NHS drug pricing plans 'smoke and mirrors', say GP leaders

GP leaders have warned that government plans to overhaul NHS drug funding decisions are 'smoke and mirrors', and called for an urgent explanation of how it will affect the health service.

Dr Bill Beeby: Drug pricing plan is a 'soundbite'
Dr Bill Beeby: Drug pricing plan is a 'soundbite'

The DH plans to replace the current drug pricing agreement with a new, value-based system from January 2014.

Under the proposal, first set out in December 2010, NICE will no longer have the final say over whether a drug should be funded by the NHS. This will be decided by the DH following negotiations with manufacturers, and will be based on the wider value to patients and the NHS.

But an MPs' health select committee report in January said it was 'unacceptable' the scheme was still not adequately explained with less than a year to go.

Now, GP leaders have added their voices to growing concern over the plan.

GPC prescribing lead Dr Bill Beeby said: 'So far I haven't seen a worked example of how value-based pricing will be operated. All we've had is an explanation of the theoretical concept, that reimbursement of drug price will be dependent on value.'

He added: 'The concept of value-based pricing sounds a good idea when you talk about it, but it doesn't translate into something easy to implement.
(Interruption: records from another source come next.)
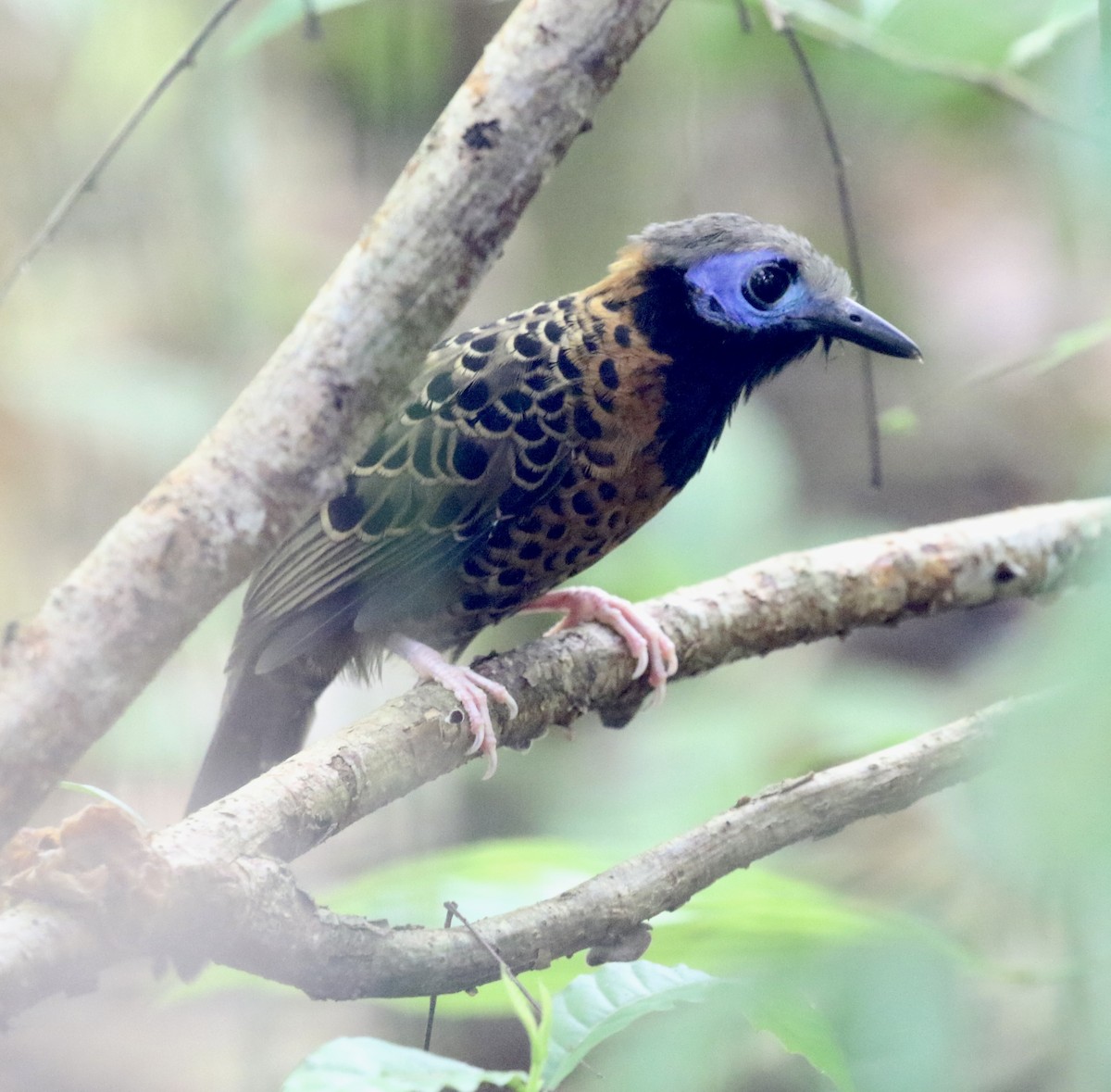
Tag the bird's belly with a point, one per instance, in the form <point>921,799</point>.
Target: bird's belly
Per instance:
<point>526,556</point>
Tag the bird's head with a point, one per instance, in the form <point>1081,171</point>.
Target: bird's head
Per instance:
<point>762,282</point>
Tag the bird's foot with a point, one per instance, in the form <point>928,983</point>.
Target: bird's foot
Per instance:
<point>650,646</point>
<point>472,691</point>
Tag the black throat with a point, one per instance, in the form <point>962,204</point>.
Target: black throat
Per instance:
<point>711,369</point>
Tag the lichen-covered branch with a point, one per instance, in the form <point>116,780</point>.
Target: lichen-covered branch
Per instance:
<point>214,886</point>
<point>68,672</point>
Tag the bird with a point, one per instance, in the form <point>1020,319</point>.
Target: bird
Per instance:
<point>527,449</point>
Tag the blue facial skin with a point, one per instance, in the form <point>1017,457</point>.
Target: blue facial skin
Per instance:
<point>719,284</point>
<point>761,292</point>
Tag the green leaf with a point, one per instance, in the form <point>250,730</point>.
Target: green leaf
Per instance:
<point>367,1064</point>
<point>75,786</point>
<point>595,1007</point>
<point>898,420</point>
<point>805,1031</point>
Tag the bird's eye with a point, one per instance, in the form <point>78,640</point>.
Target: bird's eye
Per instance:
<point>766,284</point>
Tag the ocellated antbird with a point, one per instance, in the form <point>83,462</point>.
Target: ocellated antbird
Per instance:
<point>528,449</point>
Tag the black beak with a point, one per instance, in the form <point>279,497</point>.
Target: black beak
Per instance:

'It's a soundbite, smoke and mirrors, and nobody's come up with an explanation of how it works.'

Dr Beeby warned: 'I hope people aren't stuck with it to the point of not being able to admit [if] the concept has flaws in it. If they try to fit a square peg into a round hole, it wont be any better than system we've got.'

The DH was forced to deny speculation that it had signed a joint statement with the Association of the British Pharmaceutical Industry (ABPI) to 'open up' talks on the plans. Negotiations on the new system between the two parties have been held behind closed doors.

A DH spokeswoman said: 'We will respond formally to the health select committee’s report in due course.'

GP understands a formal response will be made by the end of March.